To test for continuity, set to either the "ohms" or the setting it will beep when you hold the two leads together.

- If your meter beeps, it means you have continuity.
- If it is on ohms scale, you will have continuity when it reads close to 0 ohms.
- If it doesn't beep , shows OL (open line) or a 1 (infinity ohms); it means you don't have continuity.

Don’t turn on ignition for this continuity test. You can either unplug the 5-pin connector and test the Brn/Blk wire or backprobe. There should be continuity to ground.

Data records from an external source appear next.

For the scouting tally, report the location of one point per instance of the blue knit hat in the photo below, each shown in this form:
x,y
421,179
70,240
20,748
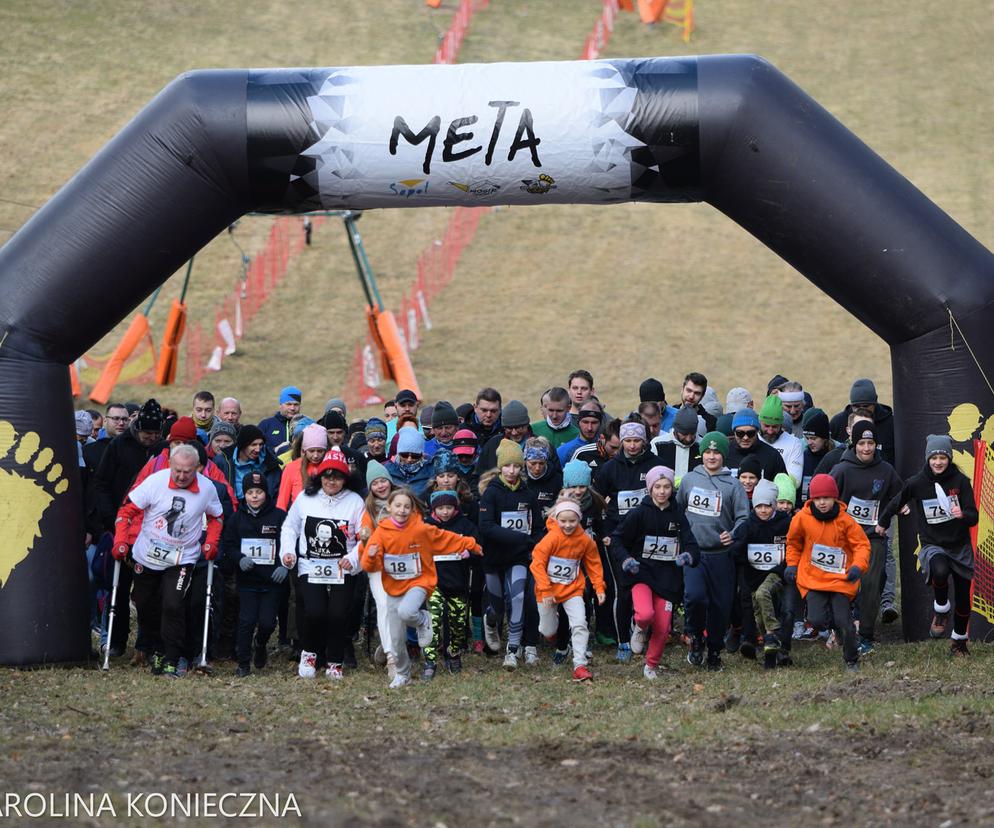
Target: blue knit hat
x,y
576,473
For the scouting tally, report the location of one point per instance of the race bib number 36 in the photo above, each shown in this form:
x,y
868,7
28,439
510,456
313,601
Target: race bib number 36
x,y
402,567
764,556
563,570
829,559
705,502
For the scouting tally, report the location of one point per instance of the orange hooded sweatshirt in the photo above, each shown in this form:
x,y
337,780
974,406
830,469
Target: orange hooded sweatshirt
x,y
575,547
842,532
396,543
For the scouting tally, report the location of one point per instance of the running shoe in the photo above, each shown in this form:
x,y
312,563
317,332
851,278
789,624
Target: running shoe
x,y
308,664
638,639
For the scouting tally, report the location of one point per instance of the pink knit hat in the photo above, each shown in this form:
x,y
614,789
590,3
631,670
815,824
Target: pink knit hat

(Tests for signals between immobilizer receiver unit and ECM/PCM):
A. At the 5-pin connector to the receiver unit, backprobe terminal no. 1 (where the Yel/Blk wire is). Set the multimeter for voltage test.

With a voltmeter, touch the voltmeter's red lead to the Yel/Blk wire and the voltmeter's black lead to body ground (for example, a metal bracket on the car, etc.) to test.

With the ignition in ON or START, is there power at the Yel/Blk wire?

B. If there is power at the Yel/Blk wire, then backprobe terminal no. 3 (where the blue wire is).

With a voltmeter, touch the voltmeter's red lead to the Blu wire and the voltmeter's black lead to body ground to test.

With the ignition in ON or START, is there power at the Blue wire?

C. If there is power at the Blue wire, then backprobe terminal no. 2 (where the red wire is).

I am not sure whether the encoded signal from the receiver unit’s red wire will be power (+) or ground (-) when trying to start the car.

With a voltmeter, touch the voltmeter's red lead to the red wire and the voltmeter's black lead to body ground to test.

Either way, with the ignition in ON or START, is there a reading at the Red wire using the voltmeter?



2. Get the Immobilizer Brake Code. The Immobilizer brake code is a 5 digit numeric code that is enter by using sequences of moves with the ignition switch and parking brake. The brake code is obtained from the dealer. If it starts, you can try reprogramming, testing wires, substituting PCM, etc.

3. If you can get access to a known good PCM and the corresponding key, you can substitute that to see if it will work.